Depot- oder Bankenstimmrecht
Das Depot- oder Bankenstimmrecht ist im Laufe der Zeit reformiert worden. Bis 31. Dezember 2009 war bei Aktiengesellschaften in den Vereinigten Staaten der jeweilige Broker, über den die Aktie erworben worden war, auch zur Ausübung des Stimmrechts befugt. Nunmehr muss sich jeder Aktionär selbst um sein Stimmrecht kümmern.[5]
Das „automatische“ Depotstimmrecht ist in Deutschland mit Inkrafttreten des Aktiengesetzes am 6. Dezember 1965 abgeschafft worden.
In Deutschland haben Banken erweiterte Möglichkeiten, sich eine – jederzeit widerrufliche – schriftliche Vollmacht für die Stimmabgabe erteilen zu lassen (§ 135 AktG), wobei sie Interessenkollisionen – etwa bei eigener Beteiligung an der Aktiengesellschaft – offenlegen müssen.

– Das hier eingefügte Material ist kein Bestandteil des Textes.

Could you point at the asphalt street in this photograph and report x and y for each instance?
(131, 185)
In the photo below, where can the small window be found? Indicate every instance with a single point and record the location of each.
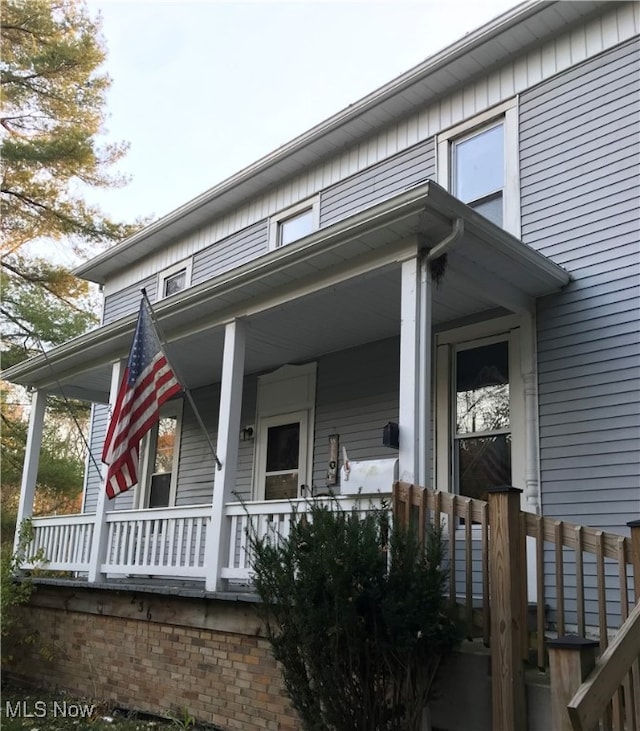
(478, 171)
(478, 163)
(175, 283)
(294, 228)
(161, 452)
(293, 224)
(482, 436)
(174, 279)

Das Stimmrecht kann durch einen Bevollmächtigten ausgeübt werden; die Vollmacht bedarf der Schriftform (§ 134 Abs. 3 AktG; sog. Vollmachtsaktionär). Börsennotierte Gesellschaften bieten einen Stimmrechtsvertreter an, meist einen Mitarbeiter der Gesellschaft, der nach den Weisungen der Aktionäre abstimmt. Das Stimmrecht kann auch über Aktionärsvereinigungen ausgeübt werden.

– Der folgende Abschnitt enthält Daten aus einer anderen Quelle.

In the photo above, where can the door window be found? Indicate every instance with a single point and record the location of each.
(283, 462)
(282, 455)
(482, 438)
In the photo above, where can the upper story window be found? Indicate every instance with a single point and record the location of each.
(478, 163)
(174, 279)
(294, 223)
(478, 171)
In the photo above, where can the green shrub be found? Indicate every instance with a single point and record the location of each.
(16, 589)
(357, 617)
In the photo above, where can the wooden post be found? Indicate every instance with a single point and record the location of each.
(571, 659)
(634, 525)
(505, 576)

Stimmrechte bei anderen Gesellschaftsformen
Bei der GmbH erfolgt die Beschlussfassung grundsätzlich mit der Mehrheit der abgegebenen Stimmen in oder außerhalb der Gesellschafterversammlung, wobei jeder Euro eines Geschäftsanteils eine Stimme gewährt (§ 47 Abs. 2 GmbHG). Anders als bei Personenhandelsgesellschaften ist die Beschlussfassung in der GmbH gesetzlich formalisiert. Bei Personenhandelsgesellschaften ist die Abstimmung eine Form der Willensbildung im Innenverhältnis der Gesellschafter. Bei der OHG muss nach § 119 Abs. 1 HGB ein Gesellschafterbeschluss einstimmig erfolgen. Wenn nach dem Gesellschaftsvertrag die Stimmenmehrheit entscheiden soll, wird diese im Zweifel nach der Zahl der Gesellschafter, nicht jedoch nach dem Kapital- oder Gewinnanteil berechnet (§ 119 Abs. 2 HGB). Bei der Kommanditgesellschaft hat der Kommanditist bei grundlegenden Gesellschafterbeschlüssen (wie Abänderung des Gesellschaftsvertrages, Aufnahme neuer Gesellschafter, Auflösung der Gesellschaft) gleichberechtigt mitzuwirken.
Insolvenzverfahren
In der Gläubigerversammlung nehmen die erschienenen oder vertretenen Gläubiger ohne Rücksicht auf Insolvenzvorrechte teil. Stimmberechtigt sind die Gläubiger festgestellter Insolvenzforderungen (§§ 76 ff. InsO) und die Gläubiger bestrittener Forderungen, soweit sich Verwalter und stimmberechtigte Gläubiger über das Stimmrecht geeinigt haben (§ 77 Abs. 2 InsO). Die Beschlüsse werden mit absoluter Stimmenmehrheit auf Grundlage von Forderungsbeträgen gefasst. Bei der Abstimmung über die Annahme des Insolvenzplanes hingegen ist die Zustimmung der Kopfmehrheit der im Termin anwesenden oder vertretenen nicht bevorrechtigten Insolvenzgläubiger erforderlich. Diese müssen mindestens die Hälfte der Gesamtsumme aller stimmberechtigten Forderungen verfügen (Summenmehrheit).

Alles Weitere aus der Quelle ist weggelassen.